• La Bourgeoise d'Orléans

     

    Un jeune clerc était venu étudier à Orléans, ville réputée pour la qualité de ses écoles. Il suivait assidûment les cours de ses maîtres, mais à ses moments de loisir il aimait parcourir les rues animées de la cité et flâner devant les boutiques C'est ainsi qu'il s'amouracha d'une marchande et qu'il réussit même à lui plaire.  Beau garçon, habile en paroles, il venait fréquemment courtiser sa belle et il espérait bien parvenir à ses fins. Mais ses visites répétées donnèrent des soupçons au mari qui, pour savoir ce qu'il avait à craindre, chargea une petite nièce, qu'il élevait chez lui, de surveiller les deux amants et de lui rapporter leurs propos.  La jeune personne fut assez prudente pour qu'on ne se défiât pas d'elle. 

    Un jour que le clerc pressait la dame de lui donner un rendez-vous, celle-ci répondit : 

    - Je ne le puis maintenant, mais soyez patient. Mon mari doit bientôt partir en voyage pour ses affaires, nous aurons alors tout loisir de nous voir d'autant plus sûrement que je vous ferai entrere, sans que vous soyez aperçu, en ouvrant la porte du jardin 

    Il se trouva que la petite nièce qui était aux aguets entendit la conversation. 

    Elle alla aussitôt la rapporter à son oncle et celui-ci, dès le jour même, annonça à sa femme qu'il tenait à se rendre à une foire importante et qu'il comptait partir le lendemain, au lever du jour 

    Il partit en effet ; mais, sur le soir, il rentra dans la ville et, à la faveur des ténèbres, il vient se porter comme en sentinelle à la porte du jardin, ne doutant pas que le clerc eût été avisé de s'y rendre. Sa prévision était bonne ; à l'heure convenue, la dame alla ouvrir, elle trouva l'époux qu'elle prit d'abord pour son ami. Elle l'embrassa et le conduisit à sa chambre. L'autre, qui craignant d'être reconnu, la suivit en silence. 

    Mais vous tromperiez vingt Argus aux yeux puissants plutôt qu'une femme. Elle s'étonna que son jeune ami ne lui dise rien et, en regardant de plus près, elle reconnut son époux. Mais, gardant toute sa présence d'esprit, elle s'adressa à son mari comme si elle eût parlé à son ami: 

    - Que je  vous sais gré d'avoir répondu si promptement à mon appel, doux sire ! Cependant je ne puis encore jouir du plaisir d'être dans vos bras avant que tout le monde ici ne soit retiré ! Mais suivez-moi, je vais, en attendant, vous cacher quelque part et dès que je serai sûre d'être seule, je viendrai aussitôt vous retrouver. 

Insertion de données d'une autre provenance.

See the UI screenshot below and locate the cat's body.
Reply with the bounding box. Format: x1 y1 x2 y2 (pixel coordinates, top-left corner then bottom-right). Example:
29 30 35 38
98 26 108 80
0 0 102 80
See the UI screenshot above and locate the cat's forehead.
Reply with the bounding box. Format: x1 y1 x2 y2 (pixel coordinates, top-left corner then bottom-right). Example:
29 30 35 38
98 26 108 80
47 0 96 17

    La femme, adroite et rusée, le conduisit dans une salle basse où elle l'enferma à double tour. L'âne pense une chose mais souvent l'ânier qui le conduit en pense une autre. C'est ce que comprit notre jaloux; il comptait attraper sa femme au piège et ce fut lui qui y fut pris. 

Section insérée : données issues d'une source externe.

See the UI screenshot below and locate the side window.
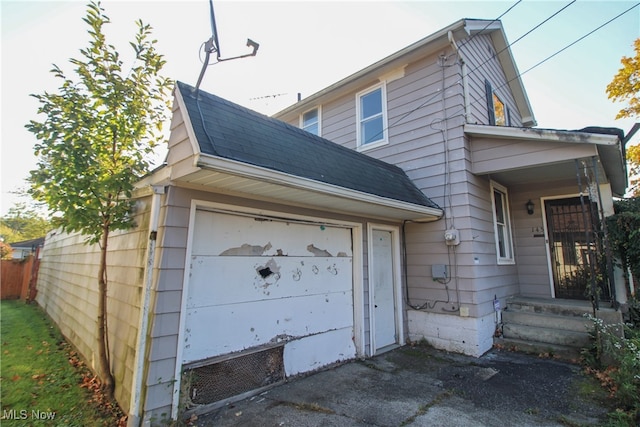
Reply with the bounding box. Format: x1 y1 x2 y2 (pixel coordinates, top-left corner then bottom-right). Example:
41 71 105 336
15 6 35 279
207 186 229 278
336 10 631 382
300 108 320 136
484 80 510 126
356 85 387 148
491 181 515 264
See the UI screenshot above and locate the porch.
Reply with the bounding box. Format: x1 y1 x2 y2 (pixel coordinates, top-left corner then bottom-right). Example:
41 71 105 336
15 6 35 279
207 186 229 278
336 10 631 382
494 296 622 360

    La femme, libérée de tout souci, retourna à la porte du jardin où le jeune clerc, impatient, l'attendait et , à vous dire vrai, il fut mieux accueilli que l'époux. Les deux amants, affamés de se voir, se livrèrent tendrement aux plaisirs de l'amour.  Quelque temps plus tard, la dame qui avait repris une tenue décente, descendit pour parler aux gens de la maison. 

    - Vous avez souvent vu, leur dit-elle, venir céans un certain clerc ; voilà je ne sais combien de jours que ce drôle m'importune en prétendant m'aimer. Jusqu'à présent, quelque moyen que j'aie employé, il ne m'a pas été possible de m'en débarrasser Enfin, excédée de ses avances, j'ai feint d'y céder afin de le punir et lui ai donné, pour ce moment où mon mari est au loin, un prétendu rendez-vous Il est actuellement  renfermé sous clef dans la salle basse : Je vous le livre afin de le corriger et qu'il perde à jamais l'envie de venir déshonorer d'honnêtes femmes. Si vous le faites bien, je vous promets, moi en retour, de vous régaler de bon vin. 

    A ces mots, tout ce qui était dans la maison, valets, servantes, la nièce même et ses deux frères qui se trouvaient là, se levèrent aussitôt, s'armèrent de fouets et de bâtons, coururent vers la salle dont ils ouvrirent le verrou. Ils saisirent le jaloux, lui enroulèrent son chaperon autour du cup pour l'empêcher de crier et frappèrent sur lui à grands coups. Le malheureux fut ainsi jeté hors de sa maison et balancé sur un fumier. 

    Pour prix de cette magistrale correction, la dame, lorsqu'ils rentrèrent, les régala de vin blanc d'Orléans et, de son côté, elle se retira avec son ami pour de bien agréables moments. 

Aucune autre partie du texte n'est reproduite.